Economic Systems


  Vegetable Cannery
Female and child workers in a vegetable cannery
[audio] Economics

  • Southwest farmers had trouble irrigating because they needed to cooperate with their neighbors, and it was hard to rally all the people they needed.
  • The Mormons in Utah had many neighborly bonds, making cooperation while irrigating easier.
  • Immigrants worked in a variety of trades, such as mining, railroad working, small businesses, farming and ranching.

Natural Resources

  • People found that the Plains area was excellent for farming wheat and grazing cattle.
  • Gold and silver miners often came to the West first.
  • Copper was used in electric wiring, so it became valuable after electricity became widely used.
  • Lead became more valuable because it was used in plumbing.
  • Growing industries, especially the railroad, made coal and iron more profitable.

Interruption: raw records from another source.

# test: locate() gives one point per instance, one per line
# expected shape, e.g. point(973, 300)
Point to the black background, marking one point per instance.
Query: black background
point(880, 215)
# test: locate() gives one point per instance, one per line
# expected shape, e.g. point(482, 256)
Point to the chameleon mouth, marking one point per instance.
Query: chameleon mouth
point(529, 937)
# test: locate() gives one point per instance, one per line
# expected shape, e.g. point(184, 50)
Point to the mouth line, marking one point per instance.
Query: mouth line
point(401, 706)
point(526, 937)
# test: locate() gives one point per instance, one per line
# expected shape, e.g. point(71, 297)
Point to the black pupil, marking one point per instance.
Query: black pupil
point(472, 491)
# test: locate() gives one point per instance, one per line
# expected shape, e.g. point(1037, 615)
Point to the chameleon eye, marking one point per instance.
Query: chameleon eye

[audio] Equipment and Tools

Farm equipment

  • The new steel plow, reaper, and other new farm equipment helped simplify farming in the Great Plains.


Water problems

  • With mechanical well drilling, farmers were able to dig more wells. They could also make them deeper.
  • Dry land farming: some land remains unfarmed for a year so that it can store water for the next round of crops.


Barbed wire

  • The first North Americans to have large amounts of cattle were the Mexicans.
  • Once barbed wire was created, people could keep livestock out of other farmer's crops.


Major Railroads

  • The Union Pacific railroad, which began in Omaha, Nebraska, was mostly laid down by ex-soldiers and Irish immigrants.
  • The Central Pacific, which started in Sacramento, California, was worked largely by Chinese immigrants.
  • The government paid the railroad for each mile of track, so companies got more money for longer, less direct routes.
  • In addition, longer, winding routes reached more towns.
  • The railroad company received even more money from the towns it reached.
  • The Union and Central Pacific railroads both ended in Promontory Point, Utah.


[audio]Other railroads

  • The railroads helped Western Industry. They brought them farming supplies, coal, and other important materials. They also took the farmers's products to the East.
  • Cattle - A new business.
  • The West, especially Texas, had lots of cattle. In the east, the cattle were over ten times more expensive. Ranchers realized that they could make money if they drove the cattle East.
  • Some Native Americans were angry because the cattle drives went through their lands. Sometimes, the Native Americans attacked the ranchers and the first drives lost money.
  • Cattle drives went through many cities, starting with St. Louis, Kansas City, and Sedalia, Missouri. Next, they included Abilene, Kansas; Cheyenne, Wyoming; and Dodge City, Kansas.
  • Once the ranchers started using the railroad for cattle, they were more successful.
  • As more of the open Western land was developed, cattle drives could not move as easily over the land. Bad weather also killed much of the cattle. As new railroads came, cattle drives were less necessary.


Demand for Product

  • Western grain became increasingly needed by union soldiers during the Civil War.
  • The growing population of urban cities also led to demand for grain.
  • In Europe, famine and war also led t o increased grain exports.

Regional Economies

  • In a regional economy, products are made to supply a limited area.
  • In Minneapolis, wheat from the Plains states was milled by factories and made into cereal, flour, etc.


[audio]Money and Credit

  • Banks charged high interest to farmers and ranchers because they knew that farms and ranches often failed. Bankers preferred to lend money to big mining corporations and the railroads, because they were more likely to be able to pay back.


Profit

  • The large corporations enjoyed the most profit in the West.
  • Farmers, ranch and railroad workers, and miners made much less money. Farmers had a hard time making money because they had to pay fees to the railroads for product shipment. They also had to pay high interest rates. Sometimes, the demand for their products would decrease, and the farmers could not charge as much for their products.
  • In the late 1800's, many Mexicans started to work on railroads, industries, and big ranches instead of small farming and ranching.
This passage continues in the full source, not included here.